The garden has started supplying us with giant bowls of lettuce, more beans than we know what to do with, crunchy green cabbages, baskets full of sugar snap peas, and the first zucchini of the summer. That means two things around here — salads and stir fries.
Couple days ago I wanted to do a stir fry with chicken as a the main dish, rather than stir fry as a side, but didn’t feel like something as sweet as my Sesame Stir Fry or a recipe which required quite so much time/effort to cook the chicken as the Simple Chicken Stir Fry. So I made something up. It’s an easy recipe — just throw the chicken and marinade ingredients together, mix up some sauce, cook the chicken, add vegetables, and then pour the sauce on at the last minute. I ground some peppercorns over it to make it look pretty and so I could call it pepper chicken. Enjoy!
Quick Pepper-Chicken Stir Fry
1 pound boneless skinless chicken breast
1/2 teaspoon baking soda
1/2 teaspoon sesame oil
1 Tablespoon soy sauce
1 Tablespoon rice wine
Cut up chicken into bite-sized cubes and place in a bowl. Add marinade ingredients, and stir. Let sit for 15 minutes.
2 Tablespoons tapioca starch
2 Tablespoons rice wine
3 Tablespoons soy sauce
1 Tablespoon honey
1/2 teaspoon fresh grated ginger
1/2 teaspoon sesame seeds
1/4 teaspoon red pepper flakes
Mix tapioca starch with rice wine in a small bow. Add other sauce ingredients and set aside.
2 Tablespoons cooking oil
3-4 cups chopped vegetables (such as zucchini, snow peas, broccoli, carrots, cauliflower, and/or cabbage)

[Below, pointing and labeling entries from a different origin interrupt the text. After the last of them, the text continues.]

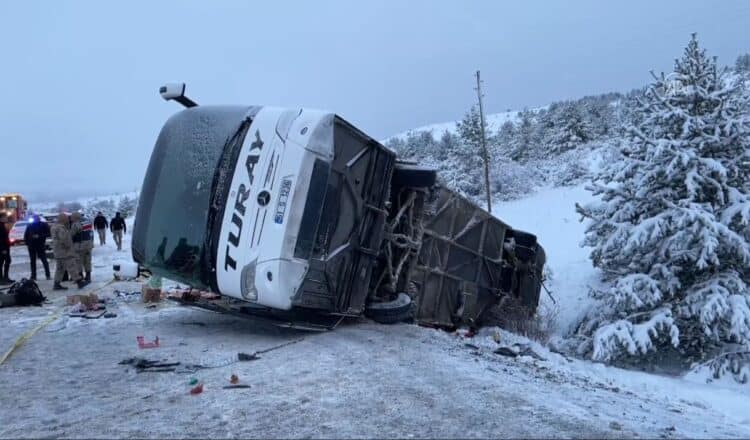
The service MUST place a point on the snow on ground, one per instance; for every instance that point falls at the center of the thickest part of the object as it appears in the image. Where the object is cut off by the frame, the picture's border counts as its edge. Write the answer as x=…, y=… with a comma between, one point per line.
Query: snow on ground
x=46, y=207
x=494, y=122
x=361, y=380
x=550, y=215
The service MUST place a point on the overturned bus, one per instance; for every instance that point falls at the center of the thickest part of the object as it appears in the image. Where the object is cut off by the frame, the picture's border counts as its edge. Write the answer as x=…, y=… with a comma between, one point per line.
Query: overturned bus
x=297, y=216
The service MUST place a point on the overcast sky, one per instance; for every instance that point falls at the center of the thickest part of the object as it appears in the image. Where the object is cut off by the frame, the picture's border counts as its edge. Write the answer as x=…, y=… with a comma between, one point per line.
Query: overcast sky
x=79, y=108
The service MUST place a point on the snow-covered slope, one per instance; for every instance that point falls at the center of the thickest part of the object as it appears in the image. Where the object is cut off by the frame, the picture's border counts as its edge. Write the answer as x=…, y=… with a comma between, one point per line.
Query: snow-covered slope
x=550, y=215
x=84, y=201
x=494, y=122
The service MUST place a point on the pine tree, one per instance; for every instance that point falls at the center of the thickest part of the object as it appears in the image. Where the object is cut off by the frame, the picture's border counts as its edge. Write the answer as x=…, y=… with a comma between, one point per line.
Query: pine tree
x=571, y=128
x=671, y=230
x=127, y=206
x=525, y=143
x=742, y=65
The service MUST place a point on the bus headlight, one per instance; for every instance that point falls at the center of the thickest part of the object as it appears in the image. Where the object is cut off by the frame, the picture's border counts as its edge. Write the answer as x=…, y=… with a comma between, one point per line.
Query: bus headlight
x=249, y=291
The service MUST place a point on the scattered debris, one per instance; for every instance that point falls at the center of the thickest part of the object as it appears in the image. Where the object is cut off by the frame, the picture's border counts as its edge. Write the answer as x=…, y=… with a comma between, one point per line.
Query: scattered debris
x=144, y=365
x=496, y=336
x=506, y=351
x=518, y=350
x=22, y=293
x=88, y=301
x=143, y=344
x=197, y=389
x=26, y=336
x=150, y=294
x=244, y=357
x=190, y=295
x=127, y=296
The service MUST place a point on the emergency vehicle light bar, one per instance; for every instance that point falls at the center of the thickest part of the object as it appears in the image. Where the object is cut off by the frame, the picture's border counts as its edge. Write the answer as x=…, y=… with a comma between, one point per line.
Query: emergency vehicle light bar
x=176, y=92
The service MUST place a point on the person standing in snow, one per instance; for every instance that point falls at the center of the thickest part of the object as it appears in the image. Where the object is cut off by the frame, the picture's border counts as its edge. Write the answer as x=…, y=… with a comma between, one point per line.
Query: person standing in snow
x=4, y=251
x=101, y=224
x=35, y=236
x=65, y=255
x=83, y=243
x=118, y=228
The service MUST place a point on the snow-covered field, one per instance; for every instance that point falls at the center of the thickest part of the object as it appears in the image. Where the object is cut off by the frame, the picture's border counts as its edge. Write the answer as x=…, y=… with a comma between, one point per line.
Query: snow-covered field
x=494, y=121
x=361, y=380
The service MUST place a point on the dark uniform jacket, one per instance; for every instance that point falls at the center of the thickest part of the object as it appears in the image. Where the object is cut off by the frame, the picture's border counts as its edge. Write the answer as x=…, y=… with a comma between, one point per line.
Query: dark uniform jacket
x=100, y=222
x=117, y=224
x=36, y=234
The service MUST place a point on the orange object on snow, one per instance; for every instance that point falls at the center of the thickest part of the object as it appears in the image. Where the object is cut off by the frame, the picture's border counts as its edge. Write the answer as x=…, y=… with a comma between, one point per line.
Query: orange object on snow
x=197, y=390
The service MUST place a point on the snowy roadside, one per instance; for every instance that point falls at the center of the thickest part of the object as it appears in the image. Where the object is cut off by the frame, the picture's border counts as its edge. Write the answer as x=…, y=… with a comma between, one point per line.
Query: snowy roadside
x=361, y=380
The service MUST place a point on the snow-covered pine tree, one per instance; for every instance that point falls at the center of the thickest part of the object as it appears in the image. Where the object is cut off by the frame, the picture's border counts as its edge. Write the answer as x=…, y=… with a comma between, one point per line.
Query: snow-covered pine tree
x=524, y=145
x=671, y=230
x=742, y=65
x=466, y=160
x=127, y=206
x=571, y=128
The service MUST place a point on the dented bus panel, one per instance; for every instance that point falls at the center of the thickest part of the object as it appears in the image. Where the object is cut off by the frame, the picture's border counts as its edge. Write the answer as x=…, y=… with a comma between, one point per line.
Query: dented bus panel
x=297, y=215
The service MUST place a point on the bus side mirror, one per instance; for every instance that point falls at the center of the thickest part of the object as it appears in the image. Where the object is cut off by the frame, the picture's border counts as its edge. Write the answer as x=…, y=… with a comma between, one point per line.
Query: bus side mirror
x=176, y=92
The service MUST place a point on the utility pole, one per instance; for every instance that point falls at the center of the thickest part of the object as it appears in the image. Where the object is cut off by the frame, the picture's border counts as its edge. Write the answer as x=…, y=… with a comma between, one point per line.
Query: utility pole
x=485, y=153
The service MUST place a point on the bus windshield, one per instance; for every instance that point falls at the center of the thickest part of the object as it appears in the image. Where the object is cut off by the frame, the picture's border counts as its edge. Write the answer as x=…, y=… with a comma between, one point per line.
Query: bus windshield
x=170, y=229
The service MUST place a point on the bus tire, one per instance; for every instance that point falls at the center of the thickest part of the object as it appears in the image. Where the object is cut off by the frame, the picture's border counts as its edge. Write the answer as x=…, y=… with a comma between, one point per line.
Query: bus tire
x=391, y=312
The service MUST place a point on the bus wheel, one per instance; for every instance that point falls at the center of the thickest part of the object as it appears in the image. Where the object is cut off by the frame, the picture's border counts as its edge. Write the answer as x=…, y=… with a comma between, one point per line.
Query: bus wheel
x=391, y=312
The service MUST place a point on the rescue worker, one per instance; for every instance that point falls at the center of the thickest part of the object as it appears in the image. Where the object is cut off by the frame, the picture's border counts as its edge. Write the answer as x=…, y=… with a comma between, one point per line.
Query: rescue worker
x=35, y=238
x=83, y=243
x=118, y=228
x=65, y=256
x=4, y=251
x=101, y=224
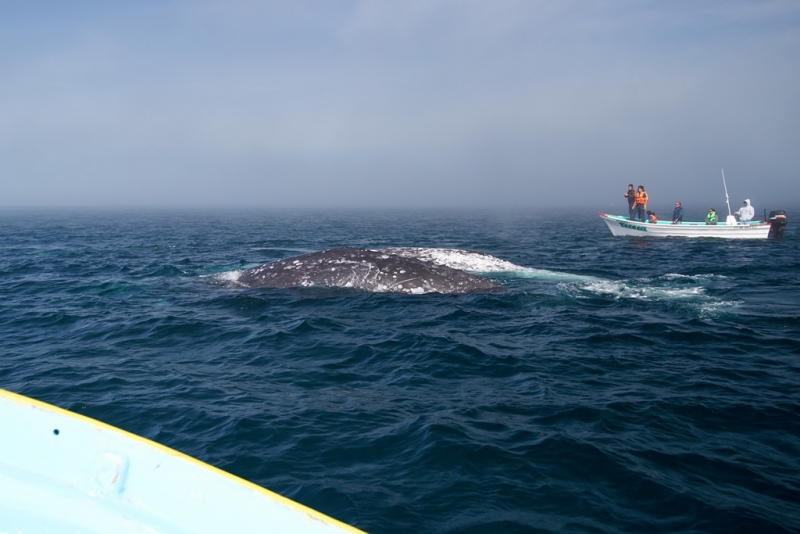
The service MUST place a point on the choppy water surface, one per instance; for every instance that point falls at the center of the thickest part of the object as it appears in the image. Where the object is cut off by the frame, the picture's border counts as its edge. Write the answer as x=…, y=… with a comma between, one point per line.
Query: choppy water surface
x=616, y=384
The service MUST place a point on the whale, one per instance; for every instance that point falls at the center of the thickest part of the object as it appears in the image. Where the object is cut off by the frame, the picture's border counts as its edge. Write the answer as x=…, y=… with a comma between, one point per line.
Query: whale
x=380, y=270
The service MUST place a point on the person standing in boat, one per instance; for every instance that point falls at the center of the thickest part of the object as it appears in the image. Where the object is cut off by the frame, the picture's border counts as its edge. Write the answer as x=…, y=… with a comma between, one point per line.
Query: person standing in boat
x=641, y=205
x=631, y=196
x=746, y=212
x=677, y=214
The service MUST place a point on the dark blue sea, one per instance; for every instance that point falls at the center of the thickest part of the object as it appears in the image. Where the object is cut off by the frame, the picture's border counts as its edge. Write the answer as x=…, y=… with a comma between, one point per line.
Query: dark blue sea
x=616, y=385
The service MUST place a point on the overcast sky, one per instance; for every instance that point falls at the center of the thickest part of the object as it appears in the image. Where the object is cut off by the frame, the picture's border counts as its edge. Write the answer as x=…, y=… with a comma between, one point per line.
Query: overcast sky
x=412, y=103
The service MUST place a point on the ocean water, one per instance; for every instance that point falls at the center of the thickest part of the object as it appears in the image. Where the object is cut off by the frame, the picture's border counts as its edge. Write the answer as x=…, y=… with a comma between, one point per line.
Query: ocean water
x=614, y=385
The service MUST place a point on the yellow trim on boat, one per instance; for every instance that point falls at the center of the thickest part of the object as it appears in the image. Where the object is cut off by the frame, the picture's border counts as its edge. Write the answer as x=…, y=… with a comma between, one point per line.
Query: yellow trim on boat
x=99, y=425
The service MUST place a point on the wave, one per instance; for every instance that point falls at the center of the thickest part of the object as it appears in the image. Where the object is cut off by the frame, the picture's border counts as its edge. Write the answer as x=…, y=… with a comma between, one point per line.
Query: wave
x=477, y=262
x=671, y=287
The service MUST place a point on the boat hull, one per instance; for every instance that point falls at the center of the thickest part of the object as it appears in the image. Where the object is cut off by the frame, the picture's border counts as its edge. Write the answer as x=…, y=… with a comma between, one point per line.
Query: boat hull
x=622, y=226
x=62, y=472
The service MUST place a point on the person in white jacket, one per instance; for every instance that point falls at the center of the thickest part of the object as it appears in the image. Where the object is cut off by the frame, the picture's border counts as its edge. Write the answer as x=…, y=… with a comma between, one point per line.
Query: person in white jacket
x=746, y=212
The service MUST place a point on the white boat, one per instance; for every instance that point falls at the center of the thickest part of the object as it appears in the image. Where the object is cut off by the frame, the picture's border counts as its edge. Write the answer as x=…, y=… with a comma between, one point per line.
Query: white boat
x=731, y=229
x=63, y=472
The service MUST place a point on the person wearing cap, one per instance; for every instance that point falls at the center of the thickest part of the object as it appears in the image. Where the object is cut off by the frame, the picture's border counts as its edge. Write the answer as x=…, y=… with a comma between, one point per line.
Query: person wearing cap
x=746, y=212
x=631, y=196
x=677, y=214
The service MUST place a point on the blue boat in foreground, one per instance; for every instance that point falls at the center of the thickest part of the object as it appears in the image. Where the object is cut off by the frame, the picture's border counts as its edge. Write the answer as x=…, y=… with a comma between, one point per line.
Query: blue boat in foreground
x=63, y=472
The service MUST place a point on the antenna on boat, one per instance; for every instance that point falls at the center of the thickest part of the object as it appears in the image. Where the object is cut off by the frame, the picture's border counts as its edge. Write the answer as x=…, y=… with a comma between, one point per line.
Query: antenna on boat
x=730, y=219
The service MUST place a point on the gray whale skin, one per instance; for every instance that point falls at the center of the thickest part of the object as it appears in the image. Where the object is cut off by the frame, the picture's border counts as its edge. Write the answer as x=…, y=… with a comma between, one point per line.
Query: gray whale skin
x=370, y=270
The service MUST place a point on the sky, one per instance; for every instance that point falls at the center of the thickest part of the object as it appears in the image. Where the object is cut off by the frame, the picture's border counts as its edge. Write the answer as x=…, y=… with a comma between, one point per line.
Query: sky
x=403, y=104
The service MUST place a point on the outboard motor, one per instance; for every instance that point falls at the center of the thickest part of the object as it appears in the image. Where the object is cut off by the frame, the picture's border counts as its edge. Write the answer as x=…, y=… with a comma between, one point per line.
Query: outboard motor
x=777, y=219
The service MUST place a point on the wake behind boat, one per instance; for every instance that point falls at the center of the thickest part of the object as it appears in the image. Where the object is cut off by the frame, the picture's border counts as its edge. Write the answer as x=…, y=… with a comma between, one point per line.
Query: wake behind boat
x=620, y=225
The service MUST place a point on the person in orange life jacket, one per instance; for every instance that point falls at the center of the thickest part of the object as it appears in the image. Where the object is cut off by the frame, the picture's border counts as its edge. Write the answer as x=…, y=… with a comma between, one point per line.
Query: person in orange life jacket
x=677, y=214
x=641, y=204
x=631, y=196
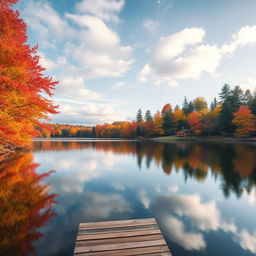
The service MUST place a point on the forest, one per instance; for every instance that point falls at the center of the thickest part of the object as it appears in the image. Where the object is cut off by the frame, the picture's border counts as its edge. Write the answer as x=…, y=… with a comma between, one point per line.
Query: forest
x=233, y=115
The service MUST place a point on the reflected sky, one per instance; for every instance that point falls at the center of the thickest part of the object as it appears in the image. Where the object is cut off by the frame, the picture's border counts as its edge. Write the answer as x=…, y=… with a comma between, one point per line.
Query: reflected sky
x=202, y=195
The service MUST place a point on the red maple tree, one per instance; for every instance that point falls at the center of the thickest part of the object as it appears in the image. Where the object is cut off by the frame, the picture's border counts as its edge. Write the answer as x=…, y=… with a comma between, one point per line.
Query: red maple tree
x=24, y=90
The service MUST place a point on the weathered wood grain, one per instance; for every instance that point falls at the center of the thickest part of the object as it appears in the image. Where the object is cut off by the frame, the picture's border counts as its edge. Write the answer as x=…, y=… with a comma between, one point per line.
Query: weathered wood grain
x=125, y=237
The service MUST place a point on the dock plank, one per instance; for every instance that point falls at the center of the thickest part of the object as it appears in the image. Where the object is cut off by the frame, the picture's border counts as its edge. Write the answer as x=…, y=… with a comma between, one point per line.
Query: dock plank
x=125, y=237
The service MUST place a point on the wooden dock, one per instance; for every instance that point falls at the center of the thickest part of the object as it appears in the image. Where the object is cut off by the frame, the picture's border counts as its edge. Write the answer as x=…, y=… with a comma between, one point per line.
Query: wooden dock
x=120, y=238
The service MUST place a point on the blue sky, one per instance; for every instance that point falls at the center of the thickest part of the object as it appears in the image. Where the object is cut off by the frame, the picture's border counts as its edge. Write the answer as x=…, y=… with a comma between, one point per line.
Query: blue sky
x=112, y=57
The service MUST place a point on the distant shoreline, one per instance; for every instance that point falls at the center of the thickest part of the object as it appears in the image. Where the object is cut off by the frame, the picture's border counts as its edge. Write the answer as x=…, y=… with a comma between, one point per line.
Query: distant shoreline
x=202, y=139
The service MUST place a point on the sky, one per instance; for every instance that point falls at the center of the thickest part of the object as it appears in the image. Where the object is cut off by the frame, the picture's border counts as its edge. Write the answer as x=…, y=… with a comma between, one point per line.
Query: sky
x=112, y=57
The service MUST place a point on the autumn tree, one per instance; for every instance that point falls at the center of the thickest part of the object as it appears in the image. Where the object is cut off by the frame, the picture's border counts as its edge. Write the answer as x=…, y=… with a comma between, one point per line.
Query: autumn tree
x=194, y=121
x=139, y=117
x=158, y=123
x=22, y=83
x=200, y=104
x=26, y=205
x=185, y=106
x=244, y=121
x=167, y=119
x=148, y=116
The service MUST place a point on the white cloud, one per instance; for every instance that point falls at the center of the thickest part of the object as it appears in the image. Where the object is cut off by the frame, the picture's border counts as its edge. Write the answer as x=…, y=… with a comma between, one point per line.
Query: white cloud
x=119, y=84
x=173, y=45
x=173, y=188
x=105, y=9
x=150, y=25
x=92, y=48
x=89, y=113
x=144, y=73
x=75, y=87
x=183, y=55
x=99, y=49
x=49, y=26
x=89, y=48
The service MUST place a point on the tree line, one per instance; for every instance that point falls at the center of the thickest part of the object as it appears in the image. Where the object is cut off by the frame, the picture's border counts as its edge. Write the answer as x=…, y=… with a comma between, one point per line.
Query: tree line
x=232, y=115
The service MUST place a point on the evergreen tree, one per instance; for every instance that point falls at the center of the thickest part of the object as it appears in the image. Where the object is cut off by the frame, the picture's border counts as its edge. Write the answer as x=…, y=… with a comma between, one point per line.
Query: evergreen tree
x=225, y=93
x=191, y=107
x=167, y=119
x=148, y=116
x=185, y=106
x=93, y=132
x=252, y=104
x=177, y=107
x=214, y=103
x=247, y=98
x=231, y=101
x=139, y=118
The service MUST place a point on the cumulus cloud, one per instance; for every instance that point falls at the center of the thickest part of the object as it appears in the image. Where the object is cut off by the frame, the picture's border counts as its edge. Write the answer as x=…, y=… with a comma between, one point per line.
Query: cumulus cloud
x=49, y=26
x=75, y=87
x=99, y=49
x=150, y=25
x=105, y=9
x=89, y=48
x=119, y=84
x=184, y=56
x=89, y=113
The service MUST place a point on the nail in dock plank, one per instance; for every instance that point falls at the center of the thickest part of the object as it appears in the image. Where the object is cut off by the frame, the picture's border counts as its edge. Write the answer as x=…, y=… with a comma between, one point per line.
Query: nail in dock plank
x=121, y=238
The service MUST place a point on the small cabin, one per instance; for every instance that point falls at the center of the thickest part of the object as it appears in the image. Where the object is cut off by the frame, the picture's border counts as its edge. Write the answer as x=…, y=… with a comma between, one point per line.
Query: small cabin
x=184, y=133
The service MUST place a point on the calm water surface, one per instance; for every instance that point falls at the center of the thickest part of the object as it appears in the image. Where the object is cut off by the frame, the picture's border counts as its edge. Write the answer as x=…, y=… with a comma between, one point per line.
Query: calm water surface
x=203, y=196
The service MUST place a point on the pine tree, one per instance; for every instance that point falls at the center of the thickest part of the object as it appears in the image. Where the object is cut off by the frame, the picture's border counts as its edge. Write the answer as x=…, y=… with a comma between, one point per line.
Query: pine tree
x=244, y=121
x=231, y=101
x=139, y=117
x=185, y=106
x=148, y=116
x=191, y=107
x=214, y=104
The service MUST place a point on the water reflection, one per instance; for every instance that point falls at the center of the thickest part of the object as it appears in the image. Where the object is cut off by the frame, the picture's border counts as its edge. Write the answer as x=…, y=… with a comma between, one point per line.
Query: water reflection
x=25, y=205
x=234, y=164
x=202, y=195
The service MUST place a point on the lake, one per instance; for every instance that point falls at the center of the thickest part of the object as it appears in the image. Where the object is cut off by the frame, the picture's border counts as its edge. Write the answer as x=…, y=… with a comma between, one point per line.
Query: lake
x=203, y=195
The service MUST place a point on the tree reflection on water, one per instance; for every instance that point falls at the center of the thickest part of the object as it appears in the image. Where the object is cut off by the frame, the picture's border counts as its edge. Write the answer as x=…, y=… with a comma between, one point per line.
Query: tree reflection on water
x=234, y=164
x=25, y=205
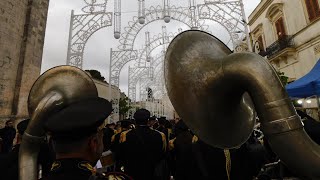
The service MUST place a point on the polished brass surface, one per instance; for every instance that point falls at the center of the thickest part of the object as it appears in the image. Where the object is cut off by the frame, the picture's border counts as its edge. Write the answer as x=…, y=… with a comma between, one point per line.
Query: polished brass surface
x=217, y=92
x=52, y=91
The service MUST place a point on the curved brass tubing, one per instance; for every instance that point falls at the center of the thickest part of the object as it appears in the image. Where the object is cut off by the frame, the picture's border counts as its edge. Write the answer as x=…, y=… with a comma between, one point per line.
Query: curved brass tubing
x=217, y=92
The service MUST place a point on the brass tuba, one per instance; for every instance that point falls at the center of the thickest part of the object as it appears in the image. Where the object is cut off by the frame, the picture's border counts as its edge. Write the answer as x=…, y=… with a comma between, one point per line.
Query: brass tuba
x=217, y=93
x=52, y=91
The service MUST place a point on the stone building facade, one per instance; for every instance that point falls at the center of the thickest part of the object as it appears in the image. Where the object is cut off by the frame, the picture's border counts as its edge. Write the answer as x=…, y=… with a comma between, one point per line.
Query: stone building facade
x=22, y=31
x=287, y=33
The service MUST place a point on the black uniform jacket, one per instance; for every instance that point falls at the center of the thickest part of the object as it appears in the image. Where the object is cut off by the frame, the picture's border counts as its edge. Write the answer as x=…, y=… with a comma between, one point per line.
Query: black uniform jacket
x=141, y=150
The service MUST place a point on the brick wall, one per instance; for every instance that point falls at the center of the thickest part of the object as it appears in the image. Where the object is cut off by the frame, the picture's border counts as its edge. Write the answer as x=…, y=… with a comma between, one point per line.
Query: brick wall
x=22, y=31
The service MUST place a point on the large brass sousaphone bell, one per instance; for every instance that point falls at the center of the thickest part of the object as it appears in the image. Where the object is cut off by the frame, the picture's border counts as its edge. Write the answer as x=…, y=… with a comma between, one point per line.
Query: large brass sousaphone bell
x=52, y=91
x=216, y=92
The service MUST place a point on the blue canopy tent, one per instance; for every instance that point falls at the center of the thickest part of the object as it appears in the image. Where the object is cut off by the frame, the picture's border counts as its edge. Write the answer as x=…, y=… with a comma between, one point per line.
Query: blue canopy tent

fresh-ground black pepper corns
Heat oil in a wok or deep skillet over medium-high heat. Add chicken and stir fry until cooked through. Add chopped vegetables and stir fry until they are tender but not so soft they become mushy. Add sauce, and stir (it will thicken quickly). Removed from heat and grind peppercorns over the stir-fry. Serve with rice.